The EFL scrapped their sinister-sounding Whole Game Solution earlier today – no, seriously, stop laughing, come on guys, this is super serious news – and will no longer push for the restructuring of the Football League.
EFL chief executive and administrations magnate Shaun Harvey admitted their plans for reform were “no longer viable” (hint: they were never viable) after the Football Association flat-out refused to reschedule FA Cup games to midweek only, a key component of the EFL’s proposals.
Conveniently, Harvey pegged this as the sole reason behind the failure of the WGS, not because it was actually a terrible, terrible idea or the fact big masterplans with the word ‘solution’ in the title don’t usually go down to well.
You can read the EFL’s full statement here, but this is what Harvey had to say:
“As a result of the FA’s decision, the Board has been left with no option but to end the Whole Game Solution discussions as, in its current form, it is no longer viable. If the weekend slots are not available, then there is simply no way we can meet the financial conditions (to be no worse off) as outlined at the very outset.
“The stance the FA has adopted has brought the discussions to a premature end, before fully understanding what the financial outcome from the creation of a new distribution model could be.

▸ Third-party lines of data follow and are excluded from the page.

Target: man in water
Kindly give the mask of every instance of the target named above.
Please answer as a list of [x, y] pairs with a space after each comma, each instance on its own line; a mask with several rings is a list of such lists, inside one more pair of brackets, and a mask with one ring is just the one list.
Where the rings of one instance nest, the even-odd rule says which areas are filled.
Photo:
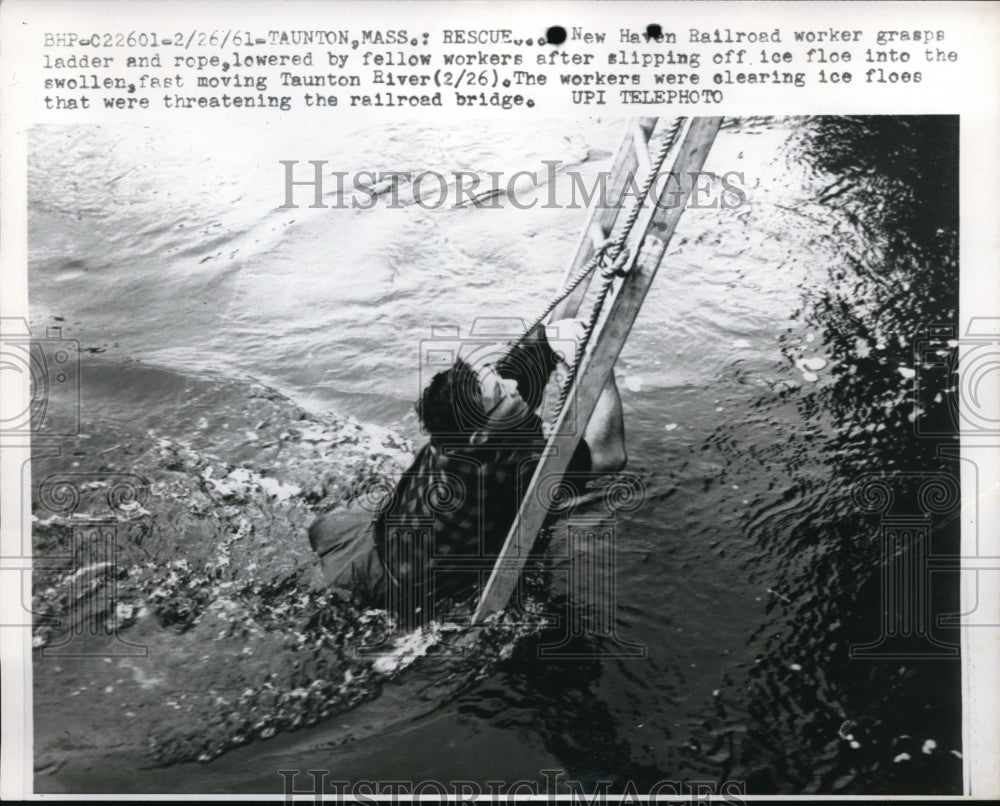
[[[558, 323], [579, 339], [577, 320]], [[538, 328], [496, 366], [462, 359], [439, 372], [417, 404], [430, 439], [374, 513], [334, 512], [309, 529], [326, 582], [410, 623], [442, 599], [477, 590], [520, 507], [546, 437], [536, 410], [564, 359]], [[565, 375], [564, 375], [565, 377]], [[565, 476], [588, 478], [626, 462], [614, 376], [598, 400]], [[353, 522], [352, 522], [353, 518]]]

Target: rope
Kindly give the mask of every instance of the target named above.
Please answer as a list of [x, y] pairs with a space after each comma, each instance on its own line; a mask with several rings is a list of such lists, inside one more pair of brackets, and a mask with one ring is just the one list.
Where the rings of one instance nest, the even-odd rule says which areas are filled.
[[[551, 299], [548, 305], [545, 306], [545, 309], [532, 320], [531, 324], [528, 325], [527, 328], [525, 328], [524, 334], [522, 335], [521, 338], [523, 338], [524, 335], [527, 335], [532, 330], [534, 330], [538, 325], [544, 322], [545, 318], [550, 313], [552, 313], [552, 311], [555, 310], [556, 306], [564, 299], [566, 299], [570, 294], [572, 294], [580, 285], [580, 283], [582, 283], [584, 280], [587, 279], [587, 277], [590, 276], [590, 273], [597, 268], [599, 263], [604, 264], [602, 266], [602, 275], [603, 275], [609, 265], [608, 264], [609, 252], [613, 252], [613, 257], [610, 257], [610, 265], [619, 266], [619, 261], [622, 260], [623, 250], [625, 250], [625, 242], [628, 240], [628, 237], [632, 232], [632, 227], [635, 226], [636, 219], [638, 219], [639, 217], [639, 212], [642, 208], [643, 201], [649, 194], [649, 189], [650, 187], [652, 187], [652, 184], [655, 181], [657, 174], [659, 174], [660, 172], [660, 167], [663, 164], [663, 160], [666, 159], [667, 154], [670, 153], [670, 149], [672, 149], [674, 147], [674, 144], [677, 142], [677, 136], [678, 134], [680, 134], [681, 127], [683, 125], [684, 125], [684, 118], [677, 118], [674, 120], [674, 123], [670, 127], [670, 130], [667, 132], [667, 135], [664, 138], [663, 142], [657, 148], [654, 158], [650, 160], [649, 175], [646, 177], [646, 180], [643, 183], [642, 192], [639, 195], [639, 201], [629, 211], [629, 215], [625, 221], [624, 227], [622, 228], [623, 231], [621, 235], [619, 235], [618, 238], [616, 238], [614, 241], [611, 240], [605, 241], [603, 244], [601, 244], [601, 246], [599, 246], [596, 250], [594, 250], [594, 254], [591, 255], [590, 260], [588, 260], [583, 266], [581, 266], [576, 271], [576, 273], [566, 281], [566, 285], [563, 286], [563, 289], [559, 291]], [[619, 276], [621, 274], [624, 274], [624, 271], [621, 270], [621, 266], [619, 266], [618, 271], [619, 271]], [[586, 334], [586, 337], [589, 340], [590, 338], [589, 332]], [[515, 339], [514, 342], [512, 343], [512, 347], [513, 344], [516, 344], [518, 341], [520, 341], [520, 339]], [[510, 350], [507, 351], [508, 355], [509, 353]], [[577, 357], [579, 357], [579, 355]]]
[[[586, 326], [584, 327], [583, 336], [581, 337], [579, 343], [576, 345], [576, 356], [573, 360], [573, 365], [569, 369], [569, 375], [566, 377], [563, 383], [562, 389], [559, 391], [559, 402], [556, 405], [556, 417], [558, 417], [563, 408], [566, 406], [566, 400], [569, 397], [570, 389], [573, 388], [573, 383], [576, 381], [576, 376], [580, 362], [583, 359], [583, 355], [587, 348], [590, 346], [590, 337], [594, 332], [594, 327], [597, 325], [597, 321], [600, 319], [601, 311], [604, 309], [604, 302], [611, 292], [611, 288], [614, 285], [616, 277], [624, 276], [625, 265], [628, 262], [629, 250], [626, 243], [629, 236], [632, 234], [632, 227], [635, 226], [636, 220], [639, 218], [639, 213], [645, 204], [646, 198], [649, 196], [650, 188], [653, 186], [653, 182], [660, 173], [660, 167], [663, 165], [663, 161], [667, 158], [667, 154], [674, 147], [677, 142], [677, 137], [680, 134], [681, 127], [684, 125], [684, 118], [677, 118], [673, 125], [670, 127], [670, 131], [667, 136], [664, 137], [663, 141], [660, 143], [656, 150], [656, 153], [650, 159], [649, 173], [646, 176], [645, 181], [642, 184], [642, 190], [639, 193], [639, 199], [636, 204], [629, 211], [628, 218], [625, 220], [625, 224], [622, 228], [621, 234], [613, 241], [605, 243], [598, 249], [594, 256], [587, 262], [586, 274], [596, 267], [598, 261], [609, 259], [610, 262], [605, 262], [601, 268], [602, 283], [601, 288], [597, 292], [597, 299], [594, 301], [594, 305], [590, 310], [590, 316], [587, 318]], [[593, 264], [593, 265], [591, 265]], [[581, 273], [583, 269], [581, 269]], [[584, 276], [586, 276], [584, 274]], [[572, 292], [573, 288], [576, 288], [582, 281], [582, 277], [577, 279], [574, 275], [571, 283], [572, 287], [569, 291], [562, 292], [557, 298], [556, 302], [551, 304], [546, 310], [545, 314], [538, 318], [538, 320], [532, 324], [534, 327], [536, 324], [542, 321], [545, 316], [559, 304], [563, 299], [565, 299]], [[528, 329], [529, 331], [531, 328]]]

“If the FA are willing to change its position then we are, of course, open to re-engaging in what is a hugely important debate that was designed to help shape the future of football in this country.
Nicely done, Shaun: not only do you look like a balding Michael Gove, you’re starting to spin like him!
Reaction to EFL’s announcement has been muted, respectful, and in no way has anybody been taking the piss:
— Against League 3 (@AgainstLeague3) November 16, 2016
@EFL EFL Trophy next. In the bin.
— Benjamin Wills (@_BenWills) November 16, 2016
@EFL Shaun Harvey is a shithouse
— David (@davidsteinson) November 16, 2016
@EFL hahahhahahahhaha nice try
— james (@wynnyesta) November 16, 2016
@EFL AKA Mr Administration Shaun Harvey fucked it up. Like everything. Ever.
— Weekend at Massimos (@NorthernMisery) November 16, 2016
@EFL You okay hun?
— The Sparkster (@SparkyInTheUK) November 16, 2016
Hear that? It’s the sound of the EFL and Shaun Harvey having to swallow their pride. That’s it, Shaun, swallow it down. Tastes terrible, doesn’t it Shaun? Tastes like something that didn’t need to happen, doesn’t it Shaun?
The EFL: finding out football fans aren’t idiots since 2016.